Back in 1996 Yale economist Robert Shiller wrote:
Price Earnings Ratios as Forecasters of Returns: The theory that the stock market is approximately a random walk does not look right at all: Figure 1... show[s]... the ratio of the real Standard and Poor Index ten years later to the real index today (on the y axis) versus... the ratio of the real Standard and Poor Composite Index for the first year of the ten year interval, divided by a lagged thirty year moving average of real earnings.... If real stock prices were a random walk, they should be unforecastable, and there should really be no relation here between y and x. There certainly appears to be a distinct negative relation here. The January 1996 value for the ratio shown on the horizontal axis is 29.72, shown on the figure with a vertical line. Looking at the diagram, it is hard to come away without a feeling that the market is quite likely to decline substantially in value over the succeeding ten years; it appears that long run investors should stay out of the market for the next decade...

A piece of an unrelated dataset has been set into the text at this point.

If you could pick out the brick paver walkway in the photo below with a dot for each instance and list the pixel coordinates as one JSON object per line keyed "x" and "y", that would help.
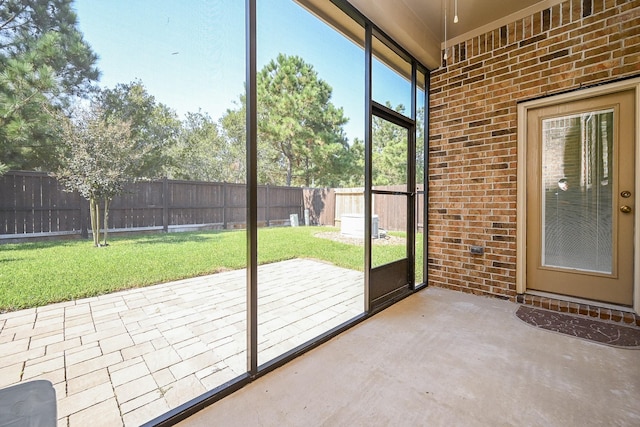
{"x": 127, "y": 357}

In 1996 Yale economist Robert Shiller looked around, considered the historical record on the performance of the stock market, and concluded that the American stock market was overvalued. Prices on the broad index of the S&P 500 stood at 29 times the average of the past three decades' earnings. In the past, whenever price-earnings ratios had been high future long-run stock returns had turned out to be low. On the basis of econometric regression studies carried out by him and by Harvard's John Campbell, Shiller predicted in 1996 that the S&P 500 would be a bad investment over the next decade. In the decade up to January 2006, he predicted, the real value of the S&P 500 would fall, and even including dividends his estimate of the likely real inflation-adjusted returns to be earned by investors holding the S&P 500 was zero--a far cry below the 6% per year or so real return that we have come to think typical of the American stock market.
Robert Shiller's arguments were convincing. They convinced Alan Greenspan enough so that in December of 1996 he gave his "irrational exuberance" speech to the American Enterprise Institute. They certainly convinced me.
But Robert Shiller's arguments were wrong--at least, wrong ex post. Unless the American stock market collapses before the end of January, the past decade has seen the stock market offer returns a little bit higher than the historical averages--much, much greater than zero. Those who invested and reinvested their money in America's stock market over the past decade have nearly doubled it, even after taking account of inflation.
Why was Shiller wrong? In an arithmetic sense, we can point to three factors, each of which can take roughly one-third the credit for real American stock returns of 6% per year over the past decade rather than zero:
- 2% per year because the acceleration of productivity growth produced by the high-tech revolutions behind the very real "new economy" has made American companies much more productive.
- 2% per year because of shifts in the distribution of income away from labor and toward capital that have boosted corporate profits as a share of production.
- 2% per year because the argument of Glasman and Hassett in Dow 36000 turned out to be only nineteen-twentieths wrong: they argued that increasing risk tolerance on the part of stock market investors would raise long-run price-earnings ratios by 400%; it actually appears that increasing risk tolerance has raised long-run price-earnings ratios by 20% or so.
None of these three factors were obvious as of 1996 (although there were signs of the first and inklings of the third for those smart or lucky enough to read them). As of 1996, betting on Shiller's regression studies was a reasonable thing to do, perhaps an intelligent thing to do--but it was also an overhelmingly risky thing to do, as anybody who followed the portfolio strategy implicit in Shiller's analysis now painfully feels in his wallet or her purse.
Economists muse about just why it is that stock markets around the world are subject to fits of "irrational exuberance" and "excessive pessimism." Why don't rational and informed investors take more steps to bet heavily on fundamentals and against the enthusiasms of the uninformed crowd? The past decade gives us two reasons. First--if we grant that Shiller's regression analyses had correctly identified long-run fundamentals a decade ago--betting on fundamentals for the long term is overwhelmingly risky: lots of good news can happen over a decade, enough to bankrupt an even slightly leveraged bear when stocks look high; and lots of bad news can happen over a decade enough to bankrupt an even slightly leveraged bull when stocks look low. Thus even in extreme situations--like the peak of the dot-com bubble in late 1999 and early 2000--it is very difficult for even those who believe they know what fundamentals are to make large long-run bets on them. And it is even more difficult for those who claim they know what long-run fundamental values are and want to make large long-run contrarian bets to convince others to trust them with their money. As J.P. Morgan said when asked to predict what stocks would do: "They will fluctuate."
Perhaps this is how it should be: if it were easy to pierce the veils of time and ignorance and to assess long-run fundamental values with a high degree of confidence, it would be easy and safe to make large contrarian long-run bets on fundamentals. In this case the smart money would smooth out the enthusiasms--positive and negative--of the overenthusiastic crowd. And stocks would fluctuate less. And there wouldn't be teasing evidence at the edge of statistical significance of large-scale deviations of stock market prices from fundamental values.